Research indicates that approximately 1 in 3,000 hospitalized patients suffer drug-induced anaphylaxis.  Previous studies investigating anaphylaxis epidemiology used billing codes to broadly determine causes of these life-threatening allergic reactions (eg, drug, food, and venom) but lacked information on specific causative drugs or drug classes. Large-scale studies using EHR allergy lists to describe drug allergy have been infrequent.
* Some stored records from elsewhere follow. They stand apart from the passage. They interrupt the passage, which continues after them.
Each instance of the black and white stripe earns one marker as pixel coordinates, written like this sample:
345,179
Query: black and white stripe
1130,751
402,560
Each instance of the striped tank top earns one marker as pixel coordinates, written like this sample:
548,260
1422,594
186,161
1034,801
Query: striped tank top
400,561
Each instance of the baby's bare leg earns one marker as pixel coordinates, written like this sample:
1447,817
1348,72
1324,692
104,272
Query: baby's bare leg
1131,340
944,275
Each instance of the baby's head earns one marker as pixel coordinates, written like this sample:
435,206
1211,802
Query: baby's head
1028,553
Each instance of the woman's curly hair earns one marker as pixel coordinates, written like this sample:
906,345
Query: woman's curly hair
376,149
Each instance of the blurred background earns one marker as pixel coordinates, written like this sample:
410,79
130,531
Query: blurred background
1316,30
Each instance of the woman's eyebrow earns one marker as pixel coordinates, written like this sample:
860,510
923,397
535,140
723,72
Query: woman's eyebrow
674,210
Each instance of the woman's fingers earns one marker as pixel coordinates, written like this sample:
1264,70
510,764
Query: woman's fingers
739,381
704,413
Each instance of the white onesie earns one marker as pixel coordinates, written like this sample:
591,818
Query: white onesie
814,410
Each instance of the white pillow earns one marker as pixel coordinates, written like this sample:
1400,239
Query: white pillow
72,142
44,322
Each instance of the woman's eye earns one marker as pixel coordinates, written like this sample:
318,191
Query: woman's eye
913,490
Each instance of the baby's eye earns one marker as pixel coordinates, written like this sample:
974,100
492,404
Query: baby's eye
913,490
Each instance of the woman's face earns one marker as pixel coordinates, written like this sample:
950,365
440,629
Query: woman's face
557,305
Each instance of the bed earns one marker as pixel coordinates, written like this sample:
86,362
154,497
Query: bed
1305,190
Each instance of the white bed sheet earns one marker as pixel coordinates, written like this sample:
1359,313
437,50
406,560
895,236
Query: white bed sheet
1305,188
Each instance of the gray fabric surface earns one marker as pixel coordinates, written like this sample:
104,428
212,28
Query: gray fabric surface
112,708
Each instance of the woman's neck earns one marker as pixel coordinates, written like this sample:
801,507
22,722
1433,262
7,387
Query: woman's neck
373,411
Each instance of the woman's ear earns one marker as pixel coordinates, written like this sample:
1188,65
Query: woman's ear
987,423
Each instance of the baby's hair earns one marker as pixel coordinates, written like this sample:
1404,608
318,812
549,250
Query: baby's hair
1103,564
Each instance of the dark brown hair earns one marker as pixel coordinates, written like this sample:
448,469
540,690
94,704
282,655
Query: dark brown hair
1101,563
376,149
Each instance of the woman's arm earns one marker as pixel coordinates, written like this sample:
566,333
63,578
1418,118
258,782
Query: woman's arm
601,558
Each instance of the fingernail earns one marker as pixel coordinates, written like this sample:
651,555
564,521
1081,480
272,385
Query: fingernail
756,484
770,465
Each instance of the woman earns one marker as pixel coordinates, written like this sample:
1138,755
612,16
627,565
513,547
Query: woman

At Partners Healthcare System, patient allergy information captured by the EHR allergy module was integrated into the Partners’ enterprise-wide allergy repository (PEAR), resulting in a longitudinal allergy record accessible across the healthcare network. For a study published in The Journal of Allergy and Clinical Immunology: In Practice, my colleagues and I used drug allergy data of patients who visited Brigham and Women’s Hospital and Massachusetts General Hospital between 1995 and 2013 to determine the population prevalence of anaphylaxis, including anaphylaxis prevalence over time and the most commonly implicated drugs/drug classes reported to cause anaphylaxis.

Among approximately 1.8 million patients, 1.1% reported drug-induced anaphylaxis. Penicillins (45.9 per 10,000), sulfonamide antibiotics (15.1 per 10,000), and NSAIDs (13.0 per 10,000) were most commonly implicated. Female gender, Caucasian race, systemic mastocytosis, Sjögren’s syndrome, asthma, and COPD were risk factors for anaphylaxis. We found that serum tryptase was tested in less than 1% of anaphylaxis cases at any time (33% of tests ordered during the correct time window), and only 8% visited an allergist for follow-up during the study period (1.4% within 30 days of anaphylaxis).

The patient-specific risk factors noted above can be used clinically in discussion with patients about drug-induced anaphylaxis. Our findings also emphasize the need to improve the verification of EHR-reported anaphylaxis with tryptase testing and subsequent allergist evaluation.